Some users are already getting out of US providers though. Take Alexander Ljungberg, co-founder, WireLoad, which is an online service that specializes in e-mail migrations – the company can take massive stocks of email systems and translate them from one platform to another. Ljungberg and his partner did not want to use a U.S. cloud provider for the massive computing power that are needed for these jobs because of concerns over peering officials potentially being able to intercept his customer’s e-mail communications. WireLoad uses CloudSigma’s Swiss data center for all its migrations.
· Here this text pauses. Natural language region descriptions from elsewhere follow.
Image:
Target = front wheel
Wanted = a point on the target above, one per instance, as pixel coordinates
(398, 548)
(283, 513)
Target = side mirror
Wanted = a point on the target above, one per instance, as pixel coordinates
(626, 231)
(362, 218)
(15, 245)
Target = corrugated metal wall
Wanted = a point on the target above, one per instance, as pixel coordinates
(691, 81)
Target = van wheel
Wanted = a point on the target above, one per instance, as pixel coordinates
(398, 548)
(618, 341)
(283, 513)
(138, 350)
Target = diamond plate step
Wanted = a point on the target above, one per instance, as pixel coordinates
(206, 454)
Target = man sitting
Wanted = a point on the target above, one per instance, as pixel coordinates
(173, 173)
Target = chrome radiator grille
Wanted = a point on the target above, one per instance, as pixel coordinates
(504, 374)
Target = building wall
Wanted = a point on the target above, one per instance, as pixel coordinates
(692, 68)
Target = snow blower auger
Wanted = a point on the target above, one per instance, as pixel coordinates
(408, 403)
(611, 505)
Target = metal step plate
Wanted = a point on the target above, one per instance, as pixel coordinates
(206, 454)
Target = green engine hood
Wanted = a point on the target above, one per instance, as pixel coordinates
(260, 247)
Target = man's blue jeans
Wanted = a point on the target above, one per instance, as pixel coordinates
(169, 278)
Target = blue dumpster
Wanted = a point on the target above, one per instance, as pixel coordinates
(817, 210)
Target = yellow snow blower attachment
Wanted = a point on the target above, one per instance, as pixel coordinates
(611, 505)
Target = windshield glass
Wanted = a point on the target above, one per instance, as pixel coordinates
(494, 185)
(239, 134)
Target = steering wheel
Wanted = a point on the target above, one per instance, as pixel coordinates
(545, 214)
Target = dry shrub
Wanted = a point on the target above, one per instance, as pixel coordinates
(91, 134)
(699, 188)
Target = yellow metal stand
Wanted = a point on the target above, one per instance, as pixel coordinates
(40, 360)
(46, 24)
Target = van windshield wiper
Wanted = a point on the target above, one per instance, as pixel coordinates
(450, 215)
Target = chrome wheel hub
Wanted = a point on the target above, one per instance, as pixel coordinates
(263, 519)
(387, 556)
“Privacy laws in Switzerland are internationally known to be very good, so we’re just more comfortable knowing that it’s less likely there will be some kind of prying by the government,” he says, adding that it’s a selling point for customers. WiredLoad was using CloudSigma’s services even before the NSA stories broke this summer, but he says privacy and security concerns were a major factor in deciding to use a European provider. If the company had been in a U.S. provider this summer, Ljungberg says he would have switched over.